Examples of sweet potato varieties grown in Kenya include.

                        I.         Beauregard

A red skinned and orange fleshed sweet potato known for its high yielding vines and early maturity. It produces large elongated sweet potatoes with a sweeter flavour. Its adaptability to different agro-ecological zones makes it a popular choice.

                      II.         Jewel

Sweet potatoes that have a light orange coloured skin with a deep orange coloured flesh. It’s one of the most grown and consumed sweet potato. It’s well suited for both commercial and subsistence farming.

                    III.         Vitaa

This is a high-yielding, orange-fleshed sweet potato variety developed by the Kenya Agricultural and Livestock Research Organization (KALRO). It is resistant to pests and diseases and can grow well in a wide range of environmental conditions.


 IV.         Murasaki

A variety of sweet potatoes that is characterized by its deep purple skin and creamy white flesh, with an extra starchy texture.

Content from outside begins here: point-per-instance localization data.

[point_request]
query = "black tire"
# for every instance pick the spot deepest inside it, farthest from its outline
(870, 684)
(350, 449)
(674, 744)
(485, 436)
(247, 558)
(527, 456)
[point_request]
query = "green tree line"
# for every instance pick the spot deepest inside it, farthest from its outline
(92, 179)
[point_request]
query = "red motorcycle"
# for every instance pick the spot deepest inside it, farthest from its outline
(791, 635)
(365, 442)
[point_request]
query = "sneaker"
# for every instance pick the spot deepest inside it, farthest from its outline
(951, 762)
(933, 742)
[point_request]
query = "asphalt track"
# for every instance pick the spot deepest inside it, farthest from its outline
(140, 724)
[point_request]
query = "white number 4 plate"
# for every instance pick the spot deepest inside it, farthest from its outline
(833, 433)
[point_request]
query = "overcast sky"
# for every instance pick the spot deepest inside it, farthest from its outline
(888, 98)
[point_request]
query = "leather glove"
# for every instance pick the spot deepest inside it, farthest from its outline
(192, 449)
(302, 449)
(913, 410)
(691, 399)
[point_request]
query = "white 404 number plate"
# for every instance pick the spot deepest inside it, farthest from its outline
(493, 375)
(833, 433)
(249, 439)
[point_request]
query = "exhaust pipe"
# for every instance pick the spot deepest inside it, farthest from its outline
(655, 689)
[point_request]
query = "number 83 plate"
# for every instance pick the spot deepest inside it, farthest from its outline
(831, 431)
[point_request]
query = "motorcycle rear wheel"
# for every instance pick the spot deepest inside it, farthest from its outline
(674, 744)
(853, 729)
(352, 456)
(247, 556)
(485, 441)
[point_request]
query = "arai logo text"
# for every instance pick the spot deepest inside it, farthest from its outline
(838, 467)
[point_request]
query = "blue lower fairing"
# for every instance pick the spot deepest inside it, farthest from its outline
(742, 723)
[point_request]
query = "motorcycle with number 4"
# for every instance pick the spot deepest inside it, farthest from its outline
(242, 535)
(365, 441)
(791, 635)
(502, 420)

 Is sweet potato farming profitable?

This is a question that every potential sweet potato farmer is likely to ask themselves before they decide to take up the venture. The answer is Yes. Here are a number of factors that make this venture profitable

o   High demand

Sweet potatoes are a staple food in the Kenyan diets, and this contributes to their consistent demand locally. Additionally, there is an increasing global interest in sweet potatoes as a nutritious crop and this definitely raises their demand in the export market. High demand often leads to more stable prices, reducing the risk of price fluctuations that can affect farmers’ income.

o   Nutritional Value

Beyond their sweet flavor, sweet potatoes are a nutritional powerhouse. Rich in vitamins, minerals, and antioxidants, they offer a spectrum of health benefits. The nutritional content of sweet potatoes makes them attractive to health-conscious consumers, contributing to high market demand and potentially higher prices.

o   Short growing season

Sweet potatoes have a relatively short growing season of 3-4 months, allowing for multiple harvests in a year therefore increasing overall productivity and potential income.

o   Value addition

Farmers can explore value addition by processing sweet potatoes into various products such as chips, flour, or snacks opening up additional revenue streams. Generally, incorporating value addition into sweet potato farming adds value at different stages of the supply chain, contributing to increased profitability for farmers.